Tuttavia, se ogni previsione potrebbe essere priva di alcun valore, i due cardini fondamentali saranno un maggiore focus sulla sicurezza nei luoghi di lavoro e lo smart working come auspicabile regola generale, con gli spostamenti a fare da eccezione.
Le professioni più ricercate dopo la pandemia (e durante) e quelle più a rischio
Molti analisti in questo periodo si sono chiesti quali professioni saranno particolarmente ricercate, quali resisteranno e quali sono invece a rischio altissimo di scomparsa. Quelle della green economy non sono più sulla bocca di tutti, a dispetto delle vecchie previsioni ante-Covid.
Secondo Gruppo Adecco Italia, è cresciuta la domanda infermieri (era prevedibile). Cresce la richiesta di operai in ambito chimico e farmaceutico per la produzione di disinfettanti e mascherine, cresce anche in settori come quelli legati ai beni di prima necessità, quindi Gdo, magazzinieri, logistica ed e-commerce. In crescita la richiesta di addetti alle pulizie e interventi di sanificazione. Fin qui, l’effetto Covid è palese. Uno studio della società di consulenza McKinsey sottolinea quanto già immaginavamo: si salvano più facilmente le posizioni che non richiedono contatto con clienti e colleghi.
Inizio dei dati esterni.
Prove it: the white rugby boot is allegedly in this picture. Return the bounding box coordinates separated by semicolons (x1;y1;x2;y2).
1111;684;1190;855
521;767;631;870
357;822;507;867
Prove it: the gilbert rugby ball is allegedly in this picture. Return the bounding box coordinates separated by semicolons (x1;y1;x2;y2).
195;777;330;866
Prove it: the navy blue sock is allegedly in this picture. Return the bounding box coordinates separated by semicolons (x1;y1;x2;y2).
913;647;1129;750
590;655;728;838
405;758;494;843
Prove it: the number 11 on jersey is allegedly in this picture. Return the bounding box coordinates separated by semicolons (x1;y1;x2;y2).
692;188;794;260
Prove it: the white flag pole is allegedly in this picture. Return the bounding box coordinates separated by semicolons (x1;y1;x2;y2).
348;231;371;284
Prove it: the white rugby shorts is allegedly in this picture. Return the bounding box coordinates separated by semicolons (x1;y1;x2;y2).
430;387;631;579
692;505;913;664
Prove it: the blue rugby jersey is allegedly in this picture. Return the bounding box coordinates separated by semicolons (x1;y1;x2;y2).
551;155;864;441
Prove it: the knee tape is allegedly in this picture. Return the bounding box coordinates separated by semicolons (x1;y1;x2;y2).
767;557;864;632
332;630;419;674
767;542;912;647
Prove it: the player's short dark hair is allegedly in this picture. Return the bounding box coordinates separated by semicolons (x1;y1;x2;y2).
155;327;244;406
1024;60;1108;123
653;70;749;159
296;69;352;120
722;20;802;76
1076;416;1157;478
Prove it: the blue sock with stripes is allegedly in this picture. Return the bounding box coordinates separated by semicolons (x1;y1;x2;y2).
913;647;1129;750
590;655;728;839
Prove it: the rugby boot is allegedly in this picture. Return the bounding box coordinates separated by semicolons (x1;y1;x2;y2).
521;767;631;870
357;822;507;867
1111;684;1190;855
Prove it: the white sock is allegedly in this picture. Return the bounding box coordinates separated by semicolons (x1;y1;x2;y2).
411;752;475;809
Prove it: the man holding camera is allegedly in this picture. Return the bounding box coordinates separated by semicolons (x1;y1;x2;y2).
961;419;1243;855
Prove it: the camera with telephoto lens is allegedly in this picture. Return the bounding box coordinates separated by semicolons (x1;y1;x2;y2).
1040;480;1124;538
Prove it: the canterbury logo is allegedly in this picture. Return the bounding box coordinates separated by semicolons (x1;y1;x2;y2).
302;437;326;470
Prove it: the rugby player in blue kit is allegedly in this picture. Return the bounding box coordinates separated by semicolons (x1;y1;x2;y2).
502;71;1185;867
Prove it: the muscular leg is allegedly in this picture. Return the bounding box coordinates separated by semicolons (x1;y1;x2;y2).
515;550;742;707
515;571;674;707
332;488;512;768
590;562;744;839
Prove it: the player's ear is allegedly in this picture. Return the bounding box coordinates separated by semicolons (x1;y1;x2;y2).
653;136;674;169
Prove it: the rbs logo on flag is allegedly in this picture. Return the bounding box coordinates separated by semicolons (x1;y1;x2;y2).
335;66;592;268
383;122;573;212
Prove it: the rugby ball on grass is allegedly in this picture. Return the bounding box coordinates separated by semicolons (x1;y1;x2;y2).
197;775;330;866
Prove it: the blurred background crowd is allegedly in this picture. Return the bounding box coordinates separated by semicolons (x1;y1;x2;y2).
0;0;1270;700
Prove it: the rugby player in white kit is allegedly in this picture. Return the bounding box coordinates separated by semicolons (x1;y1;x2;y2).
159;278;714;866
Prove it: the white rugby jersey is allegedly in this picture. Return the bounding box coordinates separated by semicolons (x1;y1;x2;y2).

L’altra faccia della medaglia ci mette con le spalle al muro: in Ue sono a rischio 60 milioni di posti di lavoro, a farne le spese potrebbe essere soprattutto il personale non laureato e senza contratti stabili: addetti alle vendite nel retail, cuochi e attori sono in testa alla classifica macabra. Lo stesso esito è sostanzialmente confermato da Adecco: il rischio maggiore è per stagionali, GIG economy, contratti flessibili e lavori legati alla moda e al lusso, dove gli effetti della pandemia saranno visibili fino a metà 2021. Ma, come dicevamo, le previsioni sistematicamente si rivelano inesatte e, soprattutto, dobbiamo concederci la speranza di confidare nella creatività delle persone.